Che cosa attendersi negli Stati del quadrante nord e subsahariano dopo la recente rielezione di Emmanuel Macron all’Eliseo? L’analisi di Alessandro Giuli

Che cosa attendersi negli Stati del quadrante nord e subsahariano dopo la recente rielezione di Emmanuel Macron all’Eliseo? La premessa è che esistono aspettative di vario genere su un cosiddetto macronismo 2.0, tale da marcare una discontinuità in politica interna – considerate le istanze elettorali inevase, trasversali e anti sistemiche, raggrumatesi intorno a Marine Le Pen e Jean-Luc Mélenchon – ma anche un cambio di passo sul fronte delle relazioni internazionali. Non sfugge peraltro il quadro di riferimento globale segnato dal conflitto russo-ucraino, il cui arco di crisi investe l’Africa su vari livelli strategici; a cominciare da quello energetico.
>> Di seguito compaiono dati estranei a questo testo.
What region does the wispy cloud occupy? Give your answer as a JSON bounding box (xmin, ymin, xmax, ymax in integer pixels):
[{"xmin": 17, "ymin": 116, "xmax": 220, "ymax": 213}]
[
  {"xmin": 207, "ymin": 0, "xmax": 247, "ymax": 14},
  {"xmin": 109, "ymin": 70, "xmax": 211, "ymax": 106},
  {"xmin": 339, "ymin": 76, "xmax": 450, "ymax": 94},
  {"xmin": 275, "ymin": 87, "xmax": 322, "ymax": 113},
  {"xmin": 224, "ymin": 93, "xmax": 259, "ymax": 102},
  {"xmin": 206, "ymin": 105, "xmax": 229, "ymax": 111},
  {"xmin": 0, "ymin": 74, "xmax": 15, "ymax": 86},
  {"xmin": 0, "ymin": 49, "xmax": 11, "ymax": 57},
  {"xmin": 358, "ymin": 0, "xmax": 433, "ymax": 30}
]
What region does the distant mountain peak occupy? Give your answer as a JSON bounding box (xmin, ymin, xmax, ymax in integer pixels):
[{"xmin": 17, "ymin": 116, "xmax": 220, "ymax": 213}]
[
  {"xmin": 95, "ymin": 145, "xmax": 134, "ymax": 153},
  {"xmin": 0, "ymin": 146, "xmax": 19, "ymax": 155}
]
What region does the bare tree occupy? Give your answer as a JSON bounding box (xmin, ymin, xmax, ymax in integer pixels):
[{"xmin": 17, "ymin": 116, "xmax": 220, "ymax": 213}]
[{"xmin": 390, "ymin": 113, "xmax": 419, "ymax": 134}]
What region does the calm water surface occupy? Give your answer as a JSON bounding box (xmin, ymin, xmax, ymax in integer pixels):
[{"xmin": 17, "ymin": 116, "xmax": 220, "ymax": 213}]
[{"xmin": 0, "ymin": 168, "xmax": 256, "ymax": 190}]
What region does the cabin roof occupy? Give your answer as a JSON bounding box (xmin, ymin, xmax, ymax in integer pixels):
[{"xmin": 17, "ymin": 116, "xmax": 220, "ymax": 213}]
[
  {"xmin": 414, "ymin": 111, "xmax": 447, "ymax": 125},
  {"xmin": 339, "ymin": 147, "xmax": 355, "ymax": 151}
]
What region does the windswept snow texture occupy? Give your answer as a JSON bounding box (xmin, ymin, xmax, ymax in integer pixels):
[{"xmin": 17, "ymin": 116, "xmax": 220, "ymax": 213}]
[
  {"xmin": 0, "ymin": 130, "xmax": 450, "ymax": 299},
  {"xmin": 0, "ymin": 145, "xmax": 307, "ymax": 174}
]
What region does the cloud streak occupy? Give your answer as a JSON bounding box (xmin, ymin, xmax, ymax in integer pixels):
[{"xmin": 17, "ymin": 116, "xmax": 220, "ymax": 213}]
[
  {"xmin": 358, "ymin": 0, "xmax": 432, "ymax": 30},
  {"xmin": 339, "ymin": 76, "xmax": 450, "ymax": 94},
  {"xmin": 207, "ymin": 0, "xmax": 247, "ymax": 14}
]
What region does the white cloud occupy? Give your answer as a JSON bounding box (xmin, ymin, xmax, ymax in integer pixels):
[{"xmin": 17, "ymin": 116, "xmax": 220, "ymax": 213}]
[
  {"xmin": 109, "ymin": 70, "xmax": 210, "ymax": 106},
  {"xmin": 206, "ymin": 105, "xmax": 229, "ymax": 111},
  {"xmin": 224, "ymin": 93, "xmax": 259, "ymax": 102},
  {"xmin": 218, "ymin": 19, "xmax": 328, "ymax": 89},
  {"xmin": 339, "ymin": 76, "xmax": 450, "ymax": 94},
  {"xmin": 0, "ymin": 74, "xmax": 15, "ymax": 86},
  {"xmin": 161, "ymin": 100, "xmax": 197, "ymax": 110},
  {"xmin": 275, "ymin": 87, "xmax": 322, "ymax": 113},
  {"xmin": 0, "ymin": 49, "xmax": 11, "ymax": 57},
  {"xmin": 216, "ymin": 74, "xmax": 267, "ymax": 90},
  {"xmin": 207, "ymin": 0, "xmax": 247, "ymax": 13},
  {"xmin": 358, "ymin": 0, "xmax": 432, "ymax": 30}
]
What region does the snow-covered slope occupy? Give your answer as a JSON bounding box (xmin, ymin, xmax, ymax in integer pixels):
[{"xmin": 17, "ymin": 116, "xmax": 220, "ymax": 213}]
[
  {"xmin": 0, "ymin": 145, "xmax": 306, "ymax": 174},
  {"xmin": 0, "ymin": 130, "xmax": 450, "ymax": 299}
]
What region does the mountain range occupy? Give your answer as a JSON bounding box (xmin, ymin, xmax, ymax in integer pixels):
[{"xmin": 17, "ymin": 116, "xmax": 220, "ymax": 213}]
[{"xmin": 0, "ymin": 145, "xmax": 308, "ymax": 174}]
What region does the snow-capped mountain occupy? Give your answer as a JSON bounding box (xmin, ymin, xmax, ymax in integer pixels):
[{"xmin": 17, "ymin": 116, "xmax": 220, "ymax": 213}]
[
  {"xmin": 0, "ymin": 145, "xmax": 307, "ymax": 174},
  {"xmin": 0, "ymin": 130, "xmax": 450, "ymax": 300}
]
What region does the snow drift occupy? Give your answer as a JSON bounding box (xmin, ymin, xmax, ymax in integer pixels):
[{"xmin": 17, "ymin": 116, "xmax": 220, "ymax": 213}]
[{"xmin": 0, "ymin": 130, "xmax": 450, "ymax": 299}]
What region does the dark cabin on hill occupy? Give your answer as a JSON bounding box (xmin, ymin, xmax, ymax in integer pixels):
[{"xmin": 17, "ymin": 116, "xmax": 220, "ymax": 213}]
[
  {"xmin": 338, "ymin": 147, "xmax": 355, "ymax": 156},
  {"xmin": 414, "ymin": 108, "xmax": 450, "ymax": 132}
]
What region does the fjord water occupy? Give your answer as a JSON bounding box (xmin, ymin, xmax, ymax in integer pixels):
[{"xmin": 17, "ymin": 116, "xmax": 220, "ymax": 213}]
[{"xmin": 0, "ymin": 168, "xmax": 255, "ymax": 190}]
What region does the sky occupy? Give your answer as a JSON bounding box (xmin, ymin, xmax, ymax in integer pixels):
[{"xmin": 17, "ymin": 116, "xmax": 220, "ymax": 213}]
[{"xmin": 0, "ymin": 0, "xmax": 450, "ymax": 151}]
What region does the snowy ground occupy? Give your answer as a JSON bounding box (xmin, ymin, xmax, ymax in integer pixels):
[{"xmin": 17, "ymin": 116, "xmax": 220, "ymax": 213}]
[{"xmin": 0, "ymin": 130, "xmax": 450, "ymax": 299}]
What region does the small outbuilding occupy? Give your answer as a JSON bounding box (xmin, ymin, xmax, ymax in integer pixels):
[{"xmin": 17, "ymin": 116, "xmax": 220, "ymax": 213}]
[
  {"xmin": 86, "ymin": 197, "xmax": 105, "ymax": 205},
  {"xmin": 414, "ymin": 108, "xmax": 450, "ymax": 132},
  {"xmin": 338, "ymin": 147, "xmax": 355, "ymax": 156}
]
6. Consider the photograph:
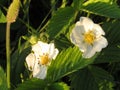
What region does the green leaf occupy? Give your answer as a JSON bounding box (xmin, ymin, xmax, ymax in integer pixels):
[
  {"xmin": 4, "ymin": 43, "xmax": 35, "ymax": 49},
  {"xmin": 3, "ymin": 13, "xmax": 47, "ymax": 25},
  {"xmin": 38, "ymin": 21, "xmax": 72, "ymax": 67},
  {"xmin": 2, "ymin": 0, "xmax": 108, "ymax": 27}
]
[
  {"xmin": 47, "ymin": 47, "xmax": 95, "ymax": 81},
  {"xmin": 0, "ymin": 66, "xmax": 8, "ymax": 90},
  {"xmin": 80, "ymin": 0, "xmax": 120, "ymax": 18},
  {"xmin": 70, "ymin": 66, "xmax": 114, "ymax": 90},
  {"xmin": 95, "ymin": 20, "xmax": 120, "ymax": 63},
  {"xmin": 48, "ymin": 82, "xmax": 70, "ymax": 90},
  {"xmin": 15, "ymin": 78, "xmax": 47, "ymax": 90},
  {"xmin": 73, "ymin": 0, "xmax": 84, "ymax": 10},
  {"xmin": 47, "ymin": 7, "xmax": 75, "ymax": 38},
  {"xmin": 94, "ymin": 45, "xmax": 120, "ymax": 63},
  {"xmin": 102, "ymin": 20, "xmax": 120, "ymax": 45},
  {"xmin": 0, "ymin": 9, "xmax": 6, "ymax": 23}
]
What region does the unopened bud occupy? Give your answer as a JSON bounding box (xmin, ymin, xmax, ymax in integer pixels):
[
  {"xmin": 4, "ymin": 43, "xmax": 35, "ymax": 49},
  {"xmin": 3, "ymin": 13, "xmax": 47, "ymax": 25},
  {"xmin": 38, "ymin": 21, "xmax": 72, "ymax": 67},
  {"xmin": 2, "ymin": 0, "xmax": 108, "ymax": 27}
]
[{"xmin": 7, "ymin": 0, "xmax": 20, "ymax": 23}]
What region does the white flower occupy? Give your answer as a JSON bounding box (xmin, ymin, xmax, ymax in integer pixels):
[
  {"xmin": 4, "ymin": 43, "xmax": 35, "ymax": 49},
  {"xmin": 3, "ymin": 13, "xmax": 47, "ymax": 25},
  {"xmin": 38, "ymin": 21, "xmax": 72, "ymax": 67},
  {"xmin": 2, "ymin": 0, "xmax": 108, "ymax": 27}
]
[
  {"xmin": 26, "ymin": 41, "xmax": 59, "ymax": 79},
  {"xmin": 70, "ymin": 17, "xmax": 108, "ymax": 58}
]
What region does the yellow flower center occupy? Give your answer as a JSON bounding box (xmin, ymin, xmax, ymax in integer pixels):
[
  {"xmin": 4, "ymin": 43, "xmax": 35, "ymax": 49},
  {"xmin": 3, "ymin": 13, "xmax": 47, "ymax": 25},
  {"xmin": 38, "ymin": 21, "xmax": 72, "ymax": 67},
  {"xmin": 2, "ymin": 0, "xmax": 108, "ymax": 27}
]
[
  {"xmin": 84, "ymin": 31, "xmax": 95, "ymax": 44},
  {"xmin": 40, "ymin": 54, "xmax": 49, "ymax": 65}
]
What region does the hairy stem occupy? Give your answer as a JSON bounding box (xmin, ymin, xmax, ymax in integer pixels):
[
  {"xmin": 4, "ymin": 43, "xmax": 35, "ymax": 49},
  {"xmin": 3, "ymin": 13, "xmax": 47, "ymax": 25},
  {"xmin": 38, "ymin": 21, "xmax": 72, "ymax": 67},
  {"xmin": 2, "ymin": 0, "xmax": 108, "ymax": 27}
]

Riconosciuta l’eccezionalità del caso libico, che terremo fuori contesto, il punto di partenza generale è la constatazione di movimenti per così dire altalenanti che hanno caratterizzato il rapporto di Parigi con Rabat, Algeri e Tunisi negli ultimi anni. Una delle prime sfide del presidente riconfermato sarà quella di avviare un percorso di riconciliazione con l’Algeria, dopo un lungo periodo nel quale la liturgia della memoria dello Stato maghrebino si è scontrata a vario grado con la rigidità della Francia post coloniale che – proprio per bocca di Macron – ha messo in dubbio l’esistenza stessa di una nazione algerina prima dell’indipendenza del 1962, denunciando il presidente Abdelmajid Tebboune come l’ostaggio di un “sistema politico-militare”. In questo senso, il lavoro del ministro degli Esteri, Jean-Yves Le Drian, negli ultimi mesi ha però offerto prove d’una certa disponibilità a riavviare un dialogo bilaterale finalizzato a una riconciliazione.
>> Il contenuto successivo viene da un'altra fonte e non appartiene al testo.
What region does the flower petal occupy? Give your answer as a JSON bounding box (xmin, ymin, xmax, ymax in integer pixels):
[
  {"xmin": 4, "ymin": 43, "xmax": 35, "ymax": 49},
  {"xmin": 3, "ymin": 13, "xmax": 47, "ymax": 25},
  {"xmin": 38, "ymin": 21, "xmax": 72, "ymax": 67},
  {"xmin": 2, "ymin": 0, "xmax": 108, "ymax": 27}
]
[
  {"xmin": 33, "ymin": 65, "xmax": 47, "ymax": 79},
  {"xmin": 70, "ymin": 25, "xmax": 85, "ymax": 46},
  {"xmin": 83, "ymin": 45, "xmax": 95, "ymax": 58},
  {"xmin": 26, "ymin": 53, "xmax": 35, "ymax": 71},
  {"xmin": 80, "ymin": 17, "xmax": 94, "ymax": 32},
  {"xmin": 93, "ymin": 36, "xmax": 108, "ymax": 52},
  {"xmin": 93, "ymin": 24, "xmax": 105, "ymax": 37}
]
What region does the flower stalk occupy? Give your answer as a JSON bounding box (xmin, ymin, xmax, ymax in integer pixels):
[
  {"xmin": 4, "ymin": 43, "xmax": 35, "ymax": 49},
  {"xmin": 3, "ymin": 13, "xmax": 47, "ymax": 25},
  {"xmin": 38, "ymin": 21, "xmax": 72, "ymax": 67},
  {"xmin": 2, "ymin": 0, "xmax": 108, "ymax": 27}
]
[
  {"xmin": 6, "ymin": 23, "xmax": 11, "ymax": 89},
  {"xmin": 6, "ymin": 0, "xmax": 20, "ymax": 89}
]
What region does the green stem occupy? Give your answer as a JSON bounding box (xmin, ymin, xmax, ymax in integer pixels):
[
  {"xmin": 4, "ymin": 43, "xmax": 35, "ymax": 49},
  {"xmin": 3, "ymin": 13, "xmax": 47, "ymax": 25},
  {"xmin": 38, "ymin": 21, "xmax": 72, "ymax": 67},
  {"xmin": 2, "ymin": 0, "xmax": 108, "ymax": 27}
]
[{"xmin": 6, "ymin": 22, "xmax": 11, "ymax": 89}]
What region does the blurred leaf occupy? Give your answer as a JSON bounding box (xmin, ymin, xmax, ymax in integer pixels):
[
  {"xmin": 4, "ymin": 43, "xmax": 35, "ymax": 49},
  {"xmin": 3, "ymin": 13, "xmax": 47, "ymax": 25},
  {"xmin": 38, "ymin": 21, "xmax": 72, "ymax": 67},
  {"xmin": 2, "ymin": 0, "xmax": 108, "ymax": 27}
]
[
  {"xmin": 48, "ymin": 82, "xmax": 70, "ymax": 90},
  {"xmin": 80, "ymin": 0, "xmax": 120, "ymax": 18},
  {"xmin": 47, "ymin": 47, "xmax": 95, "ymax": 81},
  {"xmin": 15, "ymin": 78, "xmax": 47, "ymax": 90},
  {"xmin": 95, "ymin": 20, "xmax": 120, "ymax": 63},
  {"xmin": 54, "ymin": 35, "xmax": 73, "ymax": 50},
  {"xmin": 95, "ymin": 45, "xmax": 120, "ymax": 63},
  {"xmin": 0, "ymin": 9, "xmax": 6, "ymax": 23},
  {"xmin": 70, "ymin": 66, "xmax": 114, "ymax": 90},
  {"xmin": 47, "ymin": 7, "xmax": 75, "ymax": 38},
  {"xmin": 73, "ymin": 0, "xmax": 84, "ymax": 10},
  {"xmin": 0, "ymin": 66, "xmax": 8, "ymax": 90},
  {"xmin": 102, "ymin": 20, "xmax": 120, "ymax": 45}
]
Quanto al Marocco, pienamente inserito nella cornice occidentale degli Accordi di Abramo, il discorso è più semplice: il possibile riconoscimento ufficiale della sovranità di Rabat sul Sahara conteso al Fronte Polisario dovrebbe fluidificare la posizione geostrategica della Francia rispetto al Regno di Mohammed VI. Cionondimeno da Macron ci si attende un ruolo di mediazione diplomatica non facile – la questione costituisce una materia incendiaria nei confronti di Algeri ed è all’origine della rottura diplomatica con la Spagna che si è allineata alla dottrina di Washington – eppure indispensabile, essendo peraltro la Francia al vertice (ne detiene la presidenza semestrale fino a giugno) di un’Unione europea che sul dossier Saharawi si è mossa finora in ordine sparso.

Ragionamento analogo si può fare circa la Tunisia, laddove la torsione autoritaria del capo di Stato Kaïs Saïed richiede anche uno sforzo di stabilizzazione da parte delle potenze impegnate nel Mediterraneo. Parigi continua a sollecitare un confronto aperto tra le parti in vista del referendum costituzionale di luglio, ma è decisamente lontana dalle tentazioni sanzionatorie esibite dal capo dell’eurodiplomazia Joseph Borrel e anzi prosegue nel lavoro di partenariato per sostenere l’economia tunisina sotto choc finanziario e la nascita di una nuova classe dirigente; come testimonia la sovvenzione di 4 milioni di euro appena giunta dall’Agenzia francese per lo sviluppo per la messa in opera d’un progetto di formazione scolastica ad ampio raggio.

Solito tasto dolente, invece, continua a rivelarsi la fascia saheliana. Qui la rottura consumatasi con il Mali si arricchisce progressivamente di microfratture difficili da ricomporsi. Bamako accusa Parigi di collusioni con i jihadisti e di “provocazioni mediatiche e intimidazioni” alimentate con “false immagini” per rispondere alla denuncia di aver aperto i confini e le basi militari del Paese al Gruppo Wagner. I contractor russi hanno rimpiazzato i militari francesi in disimpegno (come da annuncio di Macron del 17 febbraio) dalla base di Gossi, dove sarebbero stati ritrovati alcuni corpi senza vita sulla cui uccisione Francia e Mali stanno polemizzando duramente. Secondo Parigi i cadaveri (ripresi con l’uniforme indosso grazie a un drone) appartengono ai mercenari di Putin. Il colonnello Souleymane Dembele ha replicato che si tratta di una pattuglia maliana vittima d’un colpo d’artiglieria ben prima del ritiro francese e accusa la forza Barkane di essere più incline allo spionaggio che alla lotta contro i terroristi.

Se per Bamako resta fuori questione l’eventualità di procedere con qualsiasi inchiesta internazionale sul campo, anche la linea post-elettorale di Parigi resta immutata: il protagonismo russo in Mali, Sudan e nella Repubblica Centraficana rappresenta un pericolo in grado di ramificarsi in tutto il Continente (il Camerun, tradizionale alleato della Francia, ha da poco siglato un accordo di cooperazione con Mosca in materia di sicurezza), di fronte al quale l’Unione europea e l’Occidente intero saranno costretti a contrapporre una comune “dottrina dell’intransigenza” non rinviabile ma ancora da concertare.